Нуднее занятия, чем ходьба по болоту, трудно найти. Последний год работы Павла в Университете и был подобен хождению по болоту, пока Гонтарь его окончательно не загнал в трясину. В том году Гонтарь собрался в экспедицию в августе. Павел на летней сессии принимал зачеты, а потому отпуск у него опять получался урезанным. Сдав последние ведомости в деканат, Павел написал заявление на отпуск, но Гонтарь подписывать заявление отказался, и потребовал, чтобы Павел в срочном порядке написал статью; какой-то научный журнал заказал. Это ж надо, всю сессию молчал, хоть у Павла была прорва свободного времени, а как в отпуск идти, пожалуйста, нагрузил… Чтобы побыстрее отделаться, и все же съездить к матери, Павел, работая над статьей, задерживался в Университете допоздна, да еще надо было хотя бы часа по полтора в день потренироваться в подвале, а потому домой приходил за полночь. Как-то, идя домой, еще не доходя до своего подъезда, услышал в подъезде приглушенную возню. Широко распахнув дверь, заглянул туда. Несмотря на то, что лампочка горела не ближе, чем на площадке третьего этажа, он прекрасно разглядел троих парней и девушку. Девчушку лет шестнадцати. Парней он узнал; это были местные 'крутые', не раз задиравшие его, но он не обращал до этого на них внимания.
Войдя в подъезд, он молча закрутил на шее крайнего удушающий захват, и мощным толчком вышвырнул его из подъезда. Бедолага дверь открыл лбом, а потому на ближайшие полчаса из боя выпал. Двое других оставили девчонку, и ринулись в бой, но Павел без затей отправил одного ударом ноги в угол, а второго вышвырнул из подъезда примитивным броском через грудь. Подпружиненная дверь снова мощно хлопнула. Растрепанное плачущее создание, подтягивая сползающие джинсы, — видимо парни оборвали застежки, — унеслось куда-то наверх. Третий только выбрался из угла, как Павел схватил его за шиворот, передней подсечкой вывел из равновесия, и тоже наладил лбом в дверь. Выскочив следом, он в молниеносном темпе провел 'бой волка'; снова свалил на землю едва успевших подняться парней. И тут раздался истошный вопль:
— Стоять!! Милиция!!
Ну, правильно! Они всегда вовремя, когда нужда в них уже минует…

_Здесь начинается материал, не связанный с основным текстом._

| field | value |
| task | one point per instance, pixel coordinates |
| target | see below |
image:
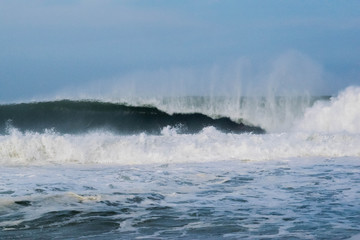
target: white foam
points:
(341, 114)
(207, 146)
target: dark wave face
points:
(68, 116)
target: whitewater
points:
(181, 168)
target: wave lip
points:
(66, 116)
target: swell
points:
(67, 116)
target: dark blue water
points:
(301, 198)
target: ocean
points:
(195, 167)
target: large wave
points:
(330, 128)
(82, 116)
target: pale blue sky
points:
(52, 46)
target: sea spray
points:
(340, 114)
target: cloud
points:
(89, 13)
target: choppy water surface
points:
(299, 198)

Один обеими руками держал черный пистолет, второй по газону обходил тяжело дышащую компанию. Парни и не подумали, бежать. В свете уличного фонаря Павел разглядел ручеек крови, текущий по лицу одного из них. Милиционер закончил обходной маневр, а второй тем временем что-то забормотал в рацию, укрепленную на плече. Через пару минут подкатила патрульная машина. Из нее гибко выпрыгнул молодой парень, в лейтенантских погонах, спросил, подходя к компании, уныло переминающейся с ноги на ногу под прицелом.
— Ну, и что тут у нас? Никак, злостное хулиганство?
Павел только собрался заговорить, как его опередил парень с окровавленной мордой:
— Товарищ лейтенант! Я все расскажу. Мы шли мимо подъезда, как вдруг слышим, будто девчонка крикнула. Мы туда заглянули, видим, этот жлоб с Ирки, из сорок третьей, джинсы стягивает, да еще и застежки поотрывал. Ну, мы к нему; чего, мол, делаешь? Она же малолетка! А он, гляньте, какой жлоб здоровый, на нас. Мы еле из подъезда выскочили. А он нас догнал, и опять накинулся. Но тут наряд подоспел…
Лейтенант задумчиво посмотрел на Павла, спросил:
— Кто такой?
— Здесь живу, в тридцать первой, а работаю в Университете, преподавателем.
— Чего, физкультуры?
— Нет, биологии…
— Документы есть?
— Давайте поднимемся в квартиру, я все документы и предъявлю. Там же можно и протокол составить… Я один живу.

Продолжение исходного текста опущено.